The diseases, defects and deformities change from breed to breed, of course, but almost all the Kennel Club dogs now seem to be struggling under a horrific genetic load: jaw-dropping rates of cancer, juvenile cataracts, liver disease, hip dysplasia, deafness, endocrine issues, blood problems ... the list goes on and on.

Who wants to be part of that? No one!

In the February issue of Dogs Today, I wrote:

In the late 1990s... something came along that changed everything: the Internet.

It is hard to overstate the impact of the Internet. Suffice it to say that in our own lifetimes, we will see the end of books, newspapers and magazines as we have known them. The era of film cameras, video tape and recorded disks is already past. Many young people today have yet to lick their first stamp, such is the ubiquitous nature of email, voice mail and text messaging in this modern world.

What does this mean for the world of dogs?

Quite a lot.

The Internet, you see, has democratized information and mass communication.

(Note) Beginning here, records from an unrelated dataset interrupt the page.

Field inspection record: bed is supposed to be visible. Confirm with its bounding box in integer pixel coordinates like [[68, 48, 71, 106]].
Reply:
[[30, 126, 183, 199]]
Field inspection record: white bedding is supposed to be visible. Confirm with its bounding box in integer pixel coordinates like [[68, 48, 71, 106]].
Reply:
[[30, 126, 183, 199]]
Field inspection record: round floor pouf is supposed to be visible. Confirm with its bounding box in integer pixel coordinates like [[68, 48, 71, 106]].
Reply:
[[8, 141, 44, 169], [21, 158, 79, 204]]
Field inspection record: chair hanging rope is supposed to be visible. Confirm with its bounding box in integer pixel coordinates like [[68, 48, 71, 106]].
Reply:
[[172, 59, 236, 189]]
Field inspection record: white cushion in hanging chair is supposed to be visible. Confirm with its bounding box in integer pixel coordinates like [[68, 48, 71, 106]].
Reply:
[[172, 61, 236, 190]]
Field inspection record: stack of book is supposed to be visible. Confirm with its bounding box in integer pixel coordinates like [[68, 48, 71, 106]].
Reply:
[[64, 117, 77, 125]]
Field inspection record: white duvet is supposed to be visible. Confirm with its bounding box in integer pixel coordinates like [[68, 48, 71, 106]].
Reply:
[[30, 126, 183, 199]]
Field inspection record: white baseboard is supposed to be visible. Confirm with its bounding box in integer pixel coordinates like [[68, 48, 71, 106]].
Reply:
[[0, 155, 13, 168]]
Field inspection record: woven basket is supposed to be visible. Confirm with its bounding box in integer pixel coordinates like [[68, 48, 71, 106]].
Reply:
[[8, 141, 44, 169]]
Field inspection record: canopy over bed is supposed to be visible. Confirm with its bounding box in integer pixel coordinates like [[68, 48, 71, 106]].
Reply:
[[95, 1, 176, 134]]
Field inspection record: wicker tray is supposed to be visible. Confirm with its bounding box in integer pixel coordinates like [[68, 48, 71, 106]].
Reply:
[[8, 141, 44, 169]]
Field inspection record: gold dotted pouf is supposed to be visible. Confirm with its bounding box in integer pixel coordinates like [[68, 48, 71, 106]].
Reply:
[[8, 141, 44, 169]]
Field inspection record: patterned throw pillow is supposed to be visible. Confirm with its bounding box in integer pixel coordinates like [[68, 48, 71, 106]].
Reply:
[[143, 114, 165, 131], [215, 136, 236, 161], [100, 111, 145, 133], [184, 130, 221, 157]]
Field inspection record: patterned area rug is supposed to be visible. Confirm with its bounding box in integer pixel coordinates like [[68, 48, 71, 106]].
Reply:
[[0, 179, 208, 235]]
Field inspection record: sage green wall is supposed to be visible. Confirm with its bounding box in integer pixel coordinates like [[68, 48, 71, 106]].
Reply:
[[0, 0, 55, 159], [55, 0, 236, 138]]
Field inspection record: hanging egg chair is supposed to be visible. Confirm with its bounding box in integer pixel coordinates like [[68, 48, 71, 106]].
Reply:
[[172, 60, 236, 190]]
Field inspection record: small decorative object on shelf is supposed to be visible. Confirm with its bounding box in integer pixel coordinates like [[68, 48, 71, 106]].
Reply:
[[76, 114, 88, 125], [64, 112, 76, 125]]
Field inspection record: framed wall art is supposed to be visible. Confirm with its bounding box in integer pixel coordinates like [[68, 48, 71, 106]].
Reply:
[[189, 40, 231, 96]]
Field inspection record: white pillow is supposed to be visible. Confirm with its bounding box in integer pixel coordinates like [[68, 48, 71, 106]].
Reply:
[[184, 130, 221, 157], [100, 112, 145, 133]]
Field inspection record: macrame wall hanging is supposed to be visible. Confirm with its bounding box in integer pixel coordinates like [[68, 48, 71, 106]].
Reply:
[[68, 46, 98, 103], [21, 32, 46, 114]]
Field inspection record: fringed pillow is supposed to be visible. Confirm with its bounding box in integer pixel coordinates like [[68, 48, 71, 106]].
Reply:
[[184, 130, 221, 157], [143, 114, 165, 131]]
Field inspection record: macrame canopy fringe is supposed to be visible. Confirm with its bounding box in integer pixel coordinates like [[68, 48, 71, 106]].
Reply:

Today, anyone with a computer can read Darwin's notes about canine evolution, research the origins of the Kennel Club, and locate health surveys and veterinary insurance records which illuminate the current and rising crisis in canine health around the world.

Of course, the thing that has not changed is that people are lazy. 

And so we still get owners buying working dogs from show dog breeders when all they really wanted was a pet.

We still get people buying puppies, because they don't really want a dog.

We still have people not asking for hip scores, not doing coeffcients of inbreeding, and not looking at previous progeny from earlier matings.

We sill have people not asking for test results for the most common health problems in "their" breed.

And, we still have sick, deformed, diseased, and defective dogs as a consequence.

Is there any excuse? 

Not really.

Do just ten Google searches to find health information on any common breed, and you will probably find all you need to know.

But people are willful and lazy. 

They want a dog that looks like the one in the picture book, and they want it NOW, and they do not want to drive far, and they do not want to be the kind of person who asks tough questions and walks away when given weak answers.

And so bad Kennel Club dog breeders still survive as a kind of intelligence test. 

But something new will arise. I do not know when, but I have no doubt it will. As I wrote in Dogs Today:

In the age of the Internet, creating a new national registry of dogs is no longer a daunting task. If the Kennel Club will not stand for dogs that are healthier and more able than those found down at the local pound, then someone else surely will.

While it took the Kennel Club 130 years and hundreds of millions of pounds to build their current registry, it might take a young Internet-savvy entrepreneur only a few weeks and perhaps 100,000 pounds to build the backbone of a parallel Internet-based registration system that pairs modern email outreach with a dynamic web site, a powerful online date base, and a system of real veterinary-based health checks coupled to product-based discounts on pet food, pet insurance, and veterinary care.

Unlike the Kennel Club, this new registry would have no historical baggage to tote, and would not have to pay homage to petulant prigs and screaming matrons hell-bent on holding on to defective standards and misguided Victorian-era theories.

One thing is for certain: at this point in the game, the Kennel Club cannot afford to dally and play footsie with incrementalism.

The 21st Century will no longer wait for the 19th Century to catch up.
.

We Can Have Better Dogs with Better Lives



I believe we can have better dogs with better lives.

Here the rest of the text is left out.